Where A-Time is Time based Availability or turbines’ availability and A-Energy, is energy-based Availability. Table 12 indicates that the time-based availability is 95.1% while energy production availability was 77.73%. This means that the turbines were available as per the warranty of the manufacturer. The average wind speed of the farm was 7.6 m/s. When this value was compared with the feasibility study’s annual wind speed (9.55 m/s), it showed a deviation of 20.4%. Annual Energy Production for the 2 years was 408.8 MWh. After applying the wind index on the monthly production, the long-term annual energy is given in the Table 13.
Long-term corrected AEP for 2016 and 2017 .

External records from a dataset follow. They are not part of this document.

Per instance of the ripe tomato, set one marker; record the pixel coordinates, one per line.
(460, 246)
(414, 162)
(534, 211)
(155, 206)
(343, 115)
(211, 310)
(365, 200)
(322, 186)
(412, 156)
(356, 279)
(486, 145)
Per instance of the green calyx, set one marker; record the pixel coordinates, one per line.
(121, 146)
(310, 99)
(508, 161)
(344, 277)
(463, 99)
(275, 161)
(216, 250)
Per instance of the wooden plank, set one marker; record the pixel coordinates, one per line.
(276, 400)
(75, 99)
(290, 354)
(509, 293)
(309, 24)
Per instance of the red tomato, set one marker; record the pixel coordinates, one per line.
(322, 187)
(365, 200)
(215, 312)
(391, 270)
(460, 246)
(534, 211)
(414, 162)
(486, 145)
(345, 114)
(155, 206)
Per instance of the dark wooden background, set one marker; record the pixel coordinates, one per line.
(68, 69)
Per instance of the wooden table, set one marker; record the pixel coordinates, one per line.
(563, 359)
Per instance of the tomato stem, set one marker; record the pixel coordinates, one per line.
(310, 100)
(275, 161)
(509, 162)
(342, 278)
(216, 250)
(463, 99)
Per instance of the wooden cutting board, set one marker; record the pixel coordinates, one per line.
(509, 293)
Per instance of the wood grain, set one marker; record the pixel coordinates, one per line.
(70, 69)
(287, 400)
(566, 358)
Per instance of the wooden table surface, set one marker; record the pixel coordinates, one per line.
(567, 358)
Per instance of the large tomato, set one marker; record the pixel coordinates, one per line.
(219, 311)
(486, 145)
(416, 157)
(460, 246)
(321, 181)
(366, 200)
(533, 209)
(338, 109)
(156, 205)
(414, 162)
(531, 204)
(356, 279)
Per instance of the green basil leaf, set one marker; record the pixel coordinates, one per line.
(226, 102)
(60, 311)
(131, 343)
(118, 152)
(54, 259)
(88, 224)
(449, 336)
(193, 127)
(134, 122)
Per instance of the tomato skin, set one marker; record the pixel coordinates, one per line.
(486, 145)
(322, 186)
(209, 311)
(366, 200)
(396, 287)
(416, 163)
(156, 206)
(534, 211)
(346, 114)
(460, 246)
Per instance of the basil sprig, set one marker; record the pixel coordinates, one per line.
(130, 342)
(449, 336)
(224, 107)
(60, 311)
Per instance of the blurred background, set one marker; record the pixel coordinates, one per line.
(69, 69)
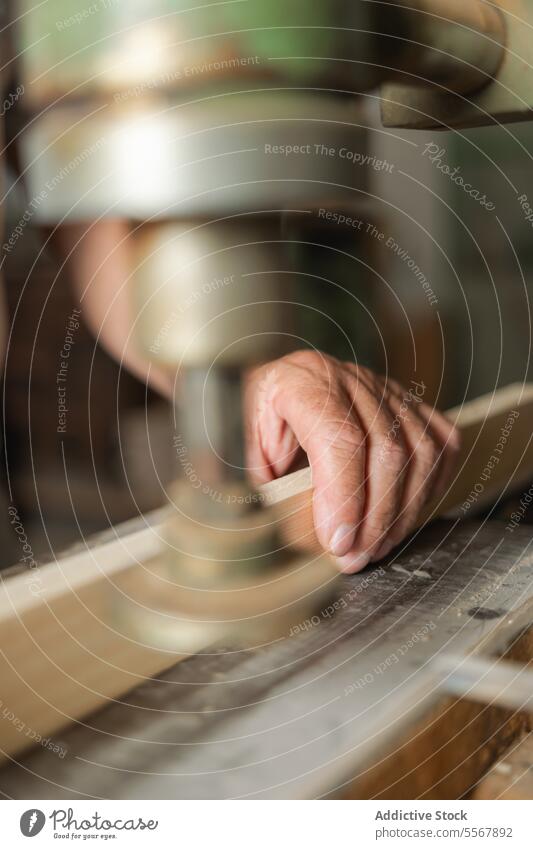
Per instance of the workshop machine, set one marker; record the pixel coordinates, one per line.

The long-term corrected AEP for 2016 and 2017 were 395.9 and 400 GWh, this gives the average of the 2 years to be 398 GWh.

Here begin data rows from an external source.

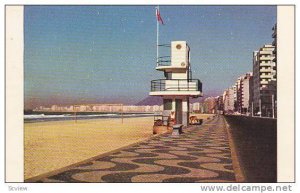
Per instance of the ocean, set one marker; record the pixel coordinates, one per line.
(30, 117)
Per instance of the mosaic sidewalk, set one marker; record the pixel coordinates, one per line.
(200, 154)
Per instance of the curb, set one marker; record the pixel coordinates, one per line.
(238, 172)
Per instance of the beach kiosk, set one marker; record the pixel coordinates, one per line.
(176, 88)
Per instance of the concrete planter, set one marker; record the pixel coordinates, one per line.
(162, 129)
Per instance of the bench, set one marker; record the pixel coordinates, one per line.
(177, 129)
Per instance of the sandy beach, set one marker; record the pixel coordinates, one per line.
(53, 145)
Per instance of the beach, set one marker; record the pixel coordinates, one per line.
(53, 145)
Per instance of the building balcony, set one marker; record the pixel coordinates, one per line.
(191, 87)
(164, 64)
(265, 70)
(266, 58)
(274, 35)
(266, 76)
(264, 82)
(266, 64)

Reasons of deviation from the feasibility study
The reason for the deviation in the wind resource estimation is the long-term correction data used in the feasibility study. Because the feasibility study used the NCEP/NCAR reanalysis data whose nearest point is 143 km from the center of the wind farm. However, in this paper, the long-term MERRA-2 reanalysis data used which, had better temporal and spatial resolution. The distance of the nearest grid point of this data sets from the center of the wind farm is 20.5 km. The other reason for the deviation is environmental dis en ability time, which was 971 hours in 2016 and 821 in 2017.
Conclusion
This study addressed the Adama II wind farm performance by reassessing the wind potential of the site and the energy production of wind turbine generators compared to the feasibility. Using 1-year mast data, the site’s mean annual wind speed at 70 m was found to be 7.75 m/s while, in the feasibility study, it was 9.55 m/s. The prevailing and secondary wind directions obtained were ENE by 35.7% and NE 19.1%. But in the feasibility study, these figures were ENE and E with a frequency of 35.3% and 17.3% at 70 m. From the energy performance evaluation aspect, 2 years of SCADA data were used. The gross annual energy predicted in the preconstruction of the wind farm here was 730.833 GWh but in this study, it was 570 GWh, which shows a deviation of 22%. The capacity factor determined here was 30.5%, but in the feasibility study, it was 35%. The average wind farm availability of turbines was 95.1%, and in the feasibility, it was 95%. The reason for the deviation was the long-term correction and environmental dis-en ability for the turbines to produce power. The weather influence considered in the feasibility was only 2% while in the two production years considered was , 10.2%.
Footnotes
Appendix
The software used to process the data.
| Software name | Version | Application in the process |
|---|---|---|
| ArcGIS | 10.7 | Mapping study area and contour map |
| Global Mapper | 2020 | Exporting contour into Wasp map file |
| Wasp map editor | 10 | Roughness mapping |
Declaration of conflicting interests
The author(s) declared no potential conflicts of interest with respect to the research, authorship, and/or publication of this article.
Funding
The author(s) disclosed receipt of the following financial support for the research, authorship, and/or publication of this article: The sponsor of this research was the Center of Excellence in Renewable Energy focusing on Wind and Solar Energy, (CoE in REWiSE) at EiT-M, Mekelle University funded by KfW of Germany through the Ministry of Science and Higher Education, Ethiopia.